How to Respond to "Tell Me About Yourself"
Q: "I have an important interview next week. So I won't be
caught unprepared, I've been thinking about the questions my
potential manager might ask me. One that has caused me great
anxiety in the past is, 'Tell me about yourself.' I never know how
to respond to this. It's so vague. What is an interviewer looking
for when she says this?"
A: You can assume this question is part of the interviewer's
strategy for getting to know you. When she asks this very
open-ended question, she wants to see how you choose to answer it.
Your approach speaks volumes about how you will react to the
day-to-day demands and stresses of the job you hope to fill.
Some people start their answer with, "I was born in Buffalo,"
and proceed to offer a long autobiography of childhood and work
experiences augmented by their marital status, hobbies and
children's activities ad infinitum. Caught off guard, others blurt
out everything they promised themselves they would never tell the
interviewer including the latest on their messy divorce. Some
freeze like a deer in the headlights and fall into a panic-stricken
silence. A few recite a carefully written, often stilted commercial
they have committed to memory. As you might imagine, none of these
applicants are likely to impress their interviewer.

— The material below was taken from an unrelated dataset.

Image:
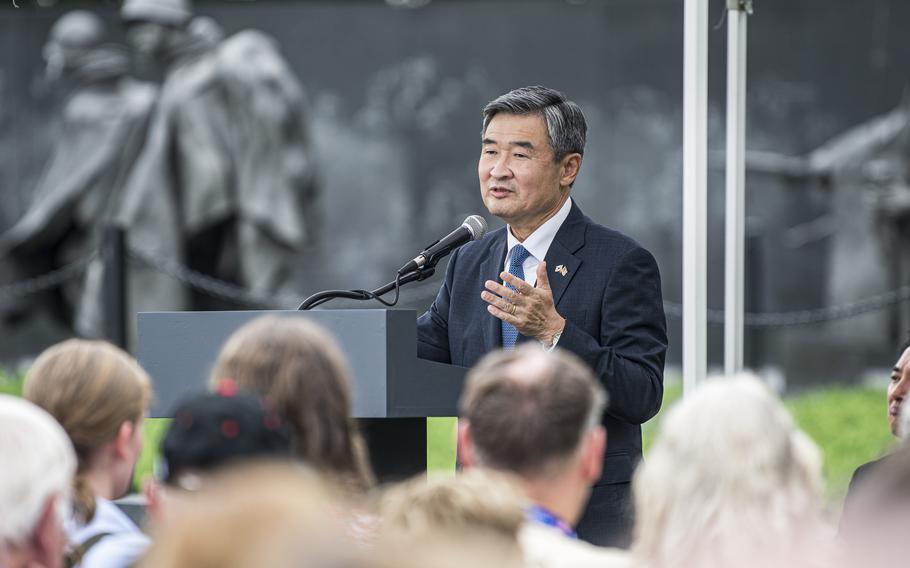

The smart candidate plans how she will respond in advance. She
finds out about the job description and requirements through
networking or by reading the employment ad and highlighting its key
points. Then she pulls the experience, skills, personality traits,
values and education from her background that specifically match
what the employee wants. She folds these elements into a two-three
minute answer that captures the essence of what the employee needs
to know without extraneous detail. Candidates who are prepared and
concise make lots of points with potential managers because they
exhibit a number of characteristics inherent in successful
professionals.
You may also answer any vague question with a question of your
own. If someone says, "tell me about yourself," you might reply, "
What would you like to know?" This forces the other party to
clarify her intention and gives you more time to prepare an
appropriate answer. While you'll want to use this technique
sparingly, it can be very effective in establishing mutual respect
between you and your interviewer. It's a polite way of saying, "
Let's cut the game playing and get down to the real issues."